Przemek Garczarczyk, fot. Grzegorz Lemiechowicz

2009-07-12

Ta walka miała szansę stać się szlagierem wieczoru, ale jej przebieg został już rozstrzygnięty po 120 sekundach, kiedy po potężnym ciosie Curtisa Stevensa (23-2, 19 KO), wyraźnie nieprzygotowany do tempa i zaskoczonym tym co się dzieje na ringu Piotr Wilczewski (22-1, 7 KO),  tylko cudem doszedł do siebie. Sędzia ringowy mógł już wtedy zatrzymać pojedynek bo wyraźnie było widać, że choć ambitny Polak pokazywał, że może walczyć, to przeżył  to końca starcia tylko dzięki doświadczeniu i fakcie, że Stevens nie potrafił uwolnić się od trzymania.

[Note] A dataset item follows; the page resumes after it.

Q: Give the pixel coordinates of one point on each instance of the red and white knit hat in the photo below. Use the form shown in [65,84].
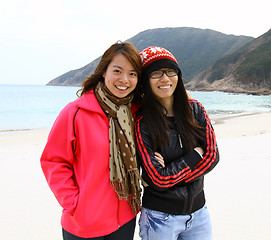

Tym większym zaskoczeniem był przebieg drugiej rundy, kiedy "Wilk" zaczął robić to, czego wymagał od niego trener Gmitruk- "chodzić" lepiej na nogach, walczyć szybciej i wyprzedzać sygnalizowane ciosy zaskoczonego sytuacją Stevensa. "W drugiej rundzie jakbym walczył z zupełnie innym bokserem. Myślałem, że on się położy, a ten  Polak zaczął walczyć tak, jakby w pierwszej rundzie nie był prawie uśpiony po moim strzale. Miałem jednak pełen spokój, bo nawet jak mnie trafiał,  nic nie bolało."- mówił po walce Stevens. Kiedy w trzecim starciu Polak wrócił do swojej maniery stania przed Stevensem,a  nie ciągłego zmieniania pozycji i bicia lewym, "Showtime" znowu poczuł się mocny. Mocny lewu sierpowy, ponownie "Wilk" jest liczony, a kiedy sędzia  pozwala dalej walczyć Polak zostaje już przy linach. Wystarczająco długo, by Stevens wyprowadził kilkanaście ciosów, z których choć doszło tylko kilka, całkowicie zastopowały Piotrka. Sędzia dawał mu przez kilkadziesiąt sekund na wyjście z lin odpowiedzenia ciosem, a kiedy Polak tego nie zrobił, słusznie przerwał walkę.

"Co ja zrobiłem, co ja zrobiłem?"- mówił jeszcze w ringu załamany Wilczewski- "Przestałem zmieniać pozycję, zacząłem się z nim niepotrzebnie bić i przegrałem."

"Piotr  przegrał już w pierwszej rundzie, kiedy sam zwątpił po nokdaunie i na dodatek dodał Stevensowi animuszu, którego i tak Amerykaninowi nie brakowałowo."- komentuje Andrzej Gmitruk- "Chyba  po kontuzji, którą miał Piotrek walką z pięściarzem o takim stylu walki była błędem. Tak naprawdę potrzebne było mu   bardziej najpierw coś na przetarcie, ale taka była jego decyzja. W drugiej rundzie walczył jak profesor, ale nie potrafił utrzymać tego stylu boksowania, a i Stevens mu na to nie pozwolił.”